Dans les tiroirs du Centre national de recherche agronomique (CNRA), dort depuis plusieurs années une avancée scientifique majeure portée par le Dr Okoma Djéya Muriel Joëlle et son équipe : la production de sucre cristallisé à partir de la sève de l’inflorescence du cocotier. Après sept années de recherche, le « phyto-sucre de coco » a vu le jour, un édulcorant naturel, riche en polyphénols et vitamines, présenté comme une alternative crédible au sucre de canne raffiné.
Au-delà de son intérêt nutritionnel, notamment pour les personnes soucieuses de leur glycémie, cette innovation porte une promesse économique forte : jusqu’à 16 000 à 19 000 kg de sucre par hectare de cocoteraie et une valorisation intégrale d’une filière encore sous-exploitée.

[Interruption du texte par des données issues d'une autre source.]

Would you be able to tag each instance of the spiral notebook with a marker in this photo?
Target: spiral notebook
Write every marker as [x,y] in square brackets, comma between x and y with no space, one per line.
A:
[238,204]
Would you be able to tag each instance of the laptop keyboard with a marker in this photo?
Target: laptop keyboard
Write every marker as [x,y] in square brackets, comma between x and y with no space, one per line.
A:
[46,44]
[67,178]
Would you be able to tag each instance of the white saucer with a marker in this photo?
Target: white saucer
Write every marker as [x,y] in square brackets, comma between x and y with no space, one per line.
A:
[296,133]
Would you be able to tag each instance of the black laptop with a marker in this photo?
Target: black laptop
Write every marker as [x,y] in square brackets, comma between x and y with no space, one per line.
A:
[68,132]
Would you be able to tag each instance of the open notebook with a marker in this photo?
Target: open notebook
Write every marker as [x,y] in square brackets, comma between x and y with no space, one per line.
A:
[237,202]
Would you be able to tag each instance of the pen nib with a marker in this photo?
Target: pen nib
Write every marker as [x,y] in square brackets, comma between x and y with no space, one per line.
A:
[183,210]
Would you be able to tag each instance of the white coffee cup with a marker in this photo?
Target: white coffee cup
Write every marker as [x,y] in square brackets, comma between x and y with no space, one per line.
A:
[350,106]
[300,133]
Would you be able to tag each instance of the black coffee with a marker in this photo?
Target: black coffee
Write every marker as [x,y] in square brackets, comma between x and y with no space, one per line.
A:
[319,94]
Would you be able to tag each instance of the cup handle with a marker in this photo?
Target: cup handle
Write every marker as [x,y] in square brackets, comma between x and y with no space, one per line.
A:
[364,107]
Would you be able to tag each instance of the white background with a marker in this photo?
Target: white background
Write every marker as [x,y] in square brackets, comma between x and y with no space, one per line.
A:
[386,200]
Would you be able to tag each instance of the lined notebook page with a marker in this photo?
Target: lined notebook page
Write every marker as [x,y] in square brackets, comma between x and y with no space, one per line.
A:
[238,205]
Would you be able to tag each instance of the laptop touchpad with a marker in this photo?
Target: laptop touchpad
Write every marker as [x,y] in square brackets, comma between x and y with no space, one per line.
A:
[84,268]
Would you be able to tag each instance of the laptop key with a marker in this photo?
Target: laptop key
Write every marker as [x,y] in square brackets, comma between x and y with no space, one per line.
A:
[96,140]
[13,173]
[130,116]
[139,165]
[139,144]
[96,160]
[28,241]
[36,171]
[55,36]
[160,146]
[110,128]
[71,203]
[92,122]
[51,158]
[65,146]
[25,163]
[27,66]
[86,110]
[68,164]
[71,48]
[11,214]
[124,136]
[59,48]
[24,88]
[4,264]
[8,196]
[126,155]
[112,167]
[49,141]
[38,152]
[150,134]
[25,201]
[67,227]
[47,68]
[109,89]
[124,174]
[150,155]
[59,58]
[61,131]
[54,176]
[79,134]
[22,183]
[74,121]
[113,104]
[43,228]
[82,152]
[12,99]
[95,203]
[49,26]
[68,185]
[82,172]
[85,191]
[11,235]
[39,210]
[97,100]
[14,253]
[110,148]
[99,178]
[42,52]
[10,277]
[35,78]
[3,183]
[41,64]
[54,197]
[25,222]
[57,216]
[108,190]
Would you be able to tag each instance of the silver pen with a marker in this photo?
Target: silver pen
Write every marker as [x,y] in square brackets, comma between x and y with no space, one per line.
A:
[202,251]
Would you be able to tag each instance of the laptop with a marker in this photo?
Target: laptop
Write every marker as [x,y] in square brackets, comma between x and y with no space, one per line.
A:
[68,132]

Pourtant, malgré ces résultats documentés, le projet semble aujourd’hui confiné aux rapports scientifiques et aux rayonnages administratifs.
Ce contraste interroge. Comment un pays qui ambitionne de peser dans la transformation agro-industrielle continentale peut-il laisser en sommeil des innovations issues de ses propres chercheurs ? À quoi servent les conférences internationales si les solutions locales peinent à franchir les portes des laboratoires ?
Le CNRA est ainsi interpellé sur sa capacité à faire évoluer ses recherches vers l’industrialisation. Les autorités ivoiriennes, elles aussi, sont face à leurs responsabilités : financer, accompagner et surtout intégrer ces innovations dans une véritable stratégie de souveraineté alimentaire et de diversification agricole.
Le sucre de coco du Dr Okoma n’est pas seulement un produit scientifique. Il est le symbole d’un potentiel national en attente de décision politique. Entre Nairobi et Abidjan, le paradoxe est désormais évident : l’Afrique avance dans les discours, mais risque de piétiner ses propres solutions.